At home in Majorca's Cap Vermell Estate

Majorca’s tourist authorities may promise 230 days of sunshine a year, but even so, the Balearics are not always a reliable source of winter sun. Anyone who has read George Sand’s memoir of the months she and Chopin spent on the island in 1838 (“As winter advanced, the gloom froze all my attempts at gaiety and calm”) or indeed listened attentively to the composer’s Prelude in D flat major Op 28, known as the Raindrop, with its underlying ostinato inspired by the sound of rain on a roof, will be aware of that already.

But this has not deterred Hyatt from determining to keep its forthcomingPark Hyatt Mallorca Resort – its first in Europe – open year-round. (For the moment you’ll find Park Hyatt Resorts only in rather balmier Goa, the Maldives and Carlsbad, southern California, plus a ski hotel in Beavercreek, Colorado.)

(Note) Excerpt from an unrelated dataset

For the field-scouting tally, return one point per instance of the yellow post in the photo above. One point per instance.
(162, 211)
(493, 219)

Designed to look like a traditional village of terracotta-roofed stone houses with a little plaza with a restaurant, café and tapas bar at its heart, the 158-key hotel is set within the 61-acre Cap Vermell Estate, a new development of villas and a country club (with tennis courts and indoor and outdoor pools) within 10 miles of four golf courses, in the Canyamel valley on the east coast of the island. There’s also a private beach club, five minutes by car from the hotel, but the resort itself is not on the coast. To compensate, though, there are three pools of its own (two of them heated), one of them fed by a cascade. While other attributes include a restaurant contrived to look like a private villa in which a succession of guest chefs from across Asia will cook. (Its British general manager, John Beveridge, formerly of the Grand Hyatt Dubai, was once chef to the Sultan of Brunei.)

Park Hyatt Mallorca is due to open this spring (its rates are yet to be published). In the meantime, however, the first of a dozen new villas on the estate is now available to rent. Villa Ruby (sleeps eight, though one bedroom is a single), as it is named, has been designed to look, from outside, like a traditional farmhouse, with a shallow pitched tiled roof, walls of irregular rough-hewn pale stone and wooden shutters.

Inside, the look is more obviously luxe: acres of polished travertine and chaise-longues that owe a debt to Mies van der Rohe’s Barcelona series (a neat nod to the fact that Catalan is the lingua franca here), though the overall look is not obviously Modernist. It’s reassuring to note too that there are wood-burning stoves, double-glazing and central heating for inclement winter weather. (As well as air-conditioning for the summer months, of course.)